We designed micro-sized apartment modules that could be used in place of a typical single bedroom and arranged them in groups of 25–30 with a shared “great room,” a lofty common living room and study space open to a large display kitchen where students could cook and eat together or be instructed in nutrition and cooking by trained chefs. Smaller quiet study rooms were also provided on each floor.

The micro apartments at the upper levels, each about 200 square feet, contained a murphy bed that folded into a sofa, built-in storage and a desk, a small kitchenette that allowed for some personal food storage and preparation, and a small private bathroom. These student rooms provided the kind of privacy that students want in their final years, while also providing an expanded social unit with the shared kitchens and amenities. The residential groups were arranged around a series of courtyards and other amenities to be shared by the entire complex. The outdoor amenities included vegetable and aromatherapy gardens, meditation gardens, a fire pit, a swimming pool, and indoor and outdoor exercise facilities with a juice bar. The complex also included office spaces to house mental health staff, diversity programs, and other academic support functions.
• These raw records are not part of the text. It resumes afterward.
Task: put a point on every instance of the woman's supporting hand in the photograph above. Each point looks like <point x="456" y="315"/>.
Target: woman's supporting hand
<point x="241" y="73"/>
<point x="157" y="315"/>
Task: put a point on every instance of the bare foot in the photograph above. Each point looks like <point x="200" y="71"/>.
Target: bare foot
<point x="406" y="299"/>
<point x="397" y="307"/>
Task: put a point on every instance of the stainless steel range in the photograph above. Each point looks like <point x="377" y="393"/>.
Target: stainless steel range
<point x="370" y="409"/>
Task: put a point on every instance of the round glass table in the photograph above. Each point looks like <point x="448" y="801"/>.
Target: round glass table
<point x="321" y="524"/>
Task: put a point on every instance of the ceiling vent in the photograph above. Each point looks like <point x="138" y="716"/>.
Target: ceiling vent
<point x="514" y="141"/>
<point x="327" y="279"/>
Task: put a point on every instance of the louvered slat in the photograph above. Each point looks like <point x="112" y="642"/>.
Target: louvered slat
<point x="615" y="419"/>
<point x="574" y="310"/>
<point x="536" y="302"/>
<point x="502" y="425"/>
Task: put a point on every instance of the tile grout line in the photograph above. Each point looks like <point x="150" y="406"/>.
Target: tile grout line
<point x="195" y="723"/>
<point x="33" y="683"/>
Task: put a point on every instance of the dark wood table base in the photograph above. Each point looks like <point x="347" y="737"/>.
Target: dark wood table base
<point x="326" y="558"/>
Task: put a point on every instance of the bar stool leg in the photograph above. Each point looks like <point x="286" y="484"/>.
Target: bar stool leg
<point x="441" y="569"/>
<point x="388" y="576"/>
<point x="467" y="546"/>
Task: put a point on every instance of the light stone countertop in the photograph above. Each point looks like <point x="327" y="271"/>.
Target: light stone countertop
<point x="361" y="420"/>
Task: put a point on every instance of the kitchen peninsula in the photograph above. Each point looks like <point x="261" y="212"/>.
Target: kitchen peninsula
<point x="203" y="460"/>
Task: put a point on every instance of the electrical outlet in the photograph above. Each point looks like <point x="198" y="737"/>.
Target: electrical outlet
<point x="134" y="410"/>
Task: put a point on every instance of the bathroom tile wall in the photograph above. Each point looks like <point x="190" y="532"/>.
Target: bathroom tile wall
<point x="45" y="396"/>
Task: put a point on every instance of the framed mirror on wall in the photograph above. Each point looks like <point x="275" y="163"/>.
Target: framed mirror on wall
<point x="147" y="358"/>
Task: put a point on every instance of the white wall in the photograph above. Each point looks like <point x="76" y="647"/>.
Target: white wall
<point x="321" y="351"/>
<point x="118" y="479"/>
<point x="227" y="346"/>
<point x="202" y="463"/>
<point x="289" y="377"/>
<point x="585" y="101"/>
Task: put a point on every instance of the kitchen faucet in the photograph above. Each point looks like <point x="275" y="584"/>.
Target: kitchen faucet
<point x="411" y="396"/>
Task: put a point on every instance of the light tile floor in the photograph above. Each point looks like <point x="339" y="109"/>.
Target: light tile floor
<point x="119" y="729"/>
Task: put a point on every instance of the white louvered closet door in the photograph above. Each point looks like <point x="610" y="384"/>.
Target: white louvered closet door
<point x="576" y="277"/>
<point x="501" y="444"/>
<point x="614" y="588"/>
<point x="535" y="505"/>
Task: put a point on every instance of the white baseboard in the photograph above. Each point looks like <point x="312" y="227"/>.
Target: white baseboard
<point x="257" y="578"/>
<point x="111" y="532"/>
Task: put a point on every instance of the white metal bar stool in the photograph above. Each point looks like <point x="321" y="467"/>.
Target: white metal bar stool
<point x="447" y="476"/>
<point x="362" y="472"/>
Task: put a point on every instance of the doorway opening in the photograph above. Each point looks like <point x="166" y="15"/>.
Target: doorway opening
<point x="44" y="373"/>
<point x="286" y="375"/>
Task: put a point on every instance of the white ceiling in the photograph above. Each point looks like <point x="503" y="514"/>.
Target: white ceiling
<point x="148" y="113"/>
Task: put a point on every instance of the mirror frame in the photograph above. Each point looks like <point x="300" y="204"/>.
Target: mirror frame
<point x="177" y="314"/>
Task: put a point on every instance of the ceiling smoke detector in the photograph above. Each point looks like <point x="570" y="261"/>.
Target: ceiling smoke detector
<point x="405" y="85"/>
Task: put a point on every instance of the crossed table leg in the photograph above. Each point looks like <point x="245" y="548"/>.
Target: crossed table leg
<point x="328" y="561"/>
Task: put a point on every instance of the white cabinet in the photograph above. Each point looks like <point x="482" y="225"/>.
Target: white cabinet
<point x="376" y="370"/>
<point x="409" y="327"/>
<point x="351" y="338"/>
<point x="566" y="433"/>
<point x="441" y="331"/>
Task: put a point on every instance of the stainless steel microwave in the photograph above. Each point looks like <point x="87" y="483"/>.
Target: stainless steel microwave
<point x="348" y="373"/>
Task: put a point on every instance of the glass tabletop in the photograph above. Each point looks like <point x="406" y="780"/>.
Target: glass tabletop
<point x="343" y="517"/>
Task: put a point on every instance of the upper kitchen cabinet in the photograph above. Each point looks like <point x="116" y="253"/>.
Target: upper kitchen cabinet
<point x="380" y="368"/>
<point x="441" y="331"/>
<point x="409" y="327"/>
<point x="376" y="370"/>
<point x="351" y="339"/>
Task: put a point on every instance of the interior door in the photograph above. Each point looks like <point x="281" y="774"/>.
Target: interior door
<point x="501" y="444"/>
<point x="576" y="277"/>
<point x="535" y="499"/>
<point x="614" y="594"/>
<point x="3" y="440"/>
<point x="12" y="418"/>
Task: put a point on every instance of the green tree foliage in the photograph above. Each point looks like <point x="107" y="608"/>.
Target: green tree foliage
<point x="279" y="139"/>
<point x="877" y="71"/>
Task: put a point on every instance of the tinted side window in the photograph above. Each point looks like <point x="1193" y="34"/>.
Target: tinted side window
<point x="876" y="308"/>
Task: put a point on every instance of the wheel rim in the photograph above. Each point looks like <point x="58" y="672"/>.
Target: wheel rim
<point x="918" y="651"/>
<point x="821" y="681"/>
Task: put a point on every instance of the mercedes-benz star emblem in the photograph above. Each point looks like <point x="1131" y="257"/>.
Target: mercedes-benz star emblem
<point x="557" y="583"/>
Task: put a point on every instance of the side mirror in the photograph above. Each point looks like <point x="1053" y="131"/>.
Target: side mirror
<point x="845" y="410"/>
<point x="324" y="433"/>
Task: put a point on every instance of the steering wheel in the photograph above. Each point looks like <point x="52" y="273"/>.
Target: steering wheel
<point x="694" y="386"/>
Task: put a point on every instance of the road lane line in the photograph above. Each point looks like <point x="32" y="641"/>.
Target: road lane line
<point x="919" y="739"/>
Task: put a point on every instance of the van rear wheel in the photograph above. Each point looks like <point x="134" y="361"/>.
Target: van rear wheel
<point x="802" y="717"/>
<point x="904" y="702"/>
This project was not realized, partially due to the cost of the plumbing required for the micro apartments. Yet, it’s easy to see how that cost consideration might be different now given the flexibility afforded by the plan. Each residential unit of 25–30 students could be considered a “pod,” with quiet study rooms that could accommodate small seminars or allow some form of hybrid learning. The micro apartments would allow students to isolate if quarantine was required, the pods would contain potential future infection, and the array of indoor and outdoor amenities would safely maintain social connections within and outside of their unit.

Conclusion

In spring 2020, universities were forced to switch to remote teaching in a short amount of time and under tremendous stress. This shift was successful in many ways but was not representative of a viable long-term learning model. By examining various existing student housing models through a new lens, it’s clear that certain layouts and community types offer more adaptability and safety during the COVID-19 pandemic as well as more opportunity for successful remote learning and hybrid social situations. At this current moment, it seems clear that 500-person lecture halls will become a thing of the past, suggesting that one of the oldest models for university education, the Oxford/Cambridge tutorial method, with smaller social and educational communities, might return. I hope that this article sparks a new way of thinking about how student housing can be both more flexible and a more intentional component of the college learning experience. Colleges and universities should explore new living-learning models that leverage the best of in-person learning with the best of remote learning to support society’s “new normal.”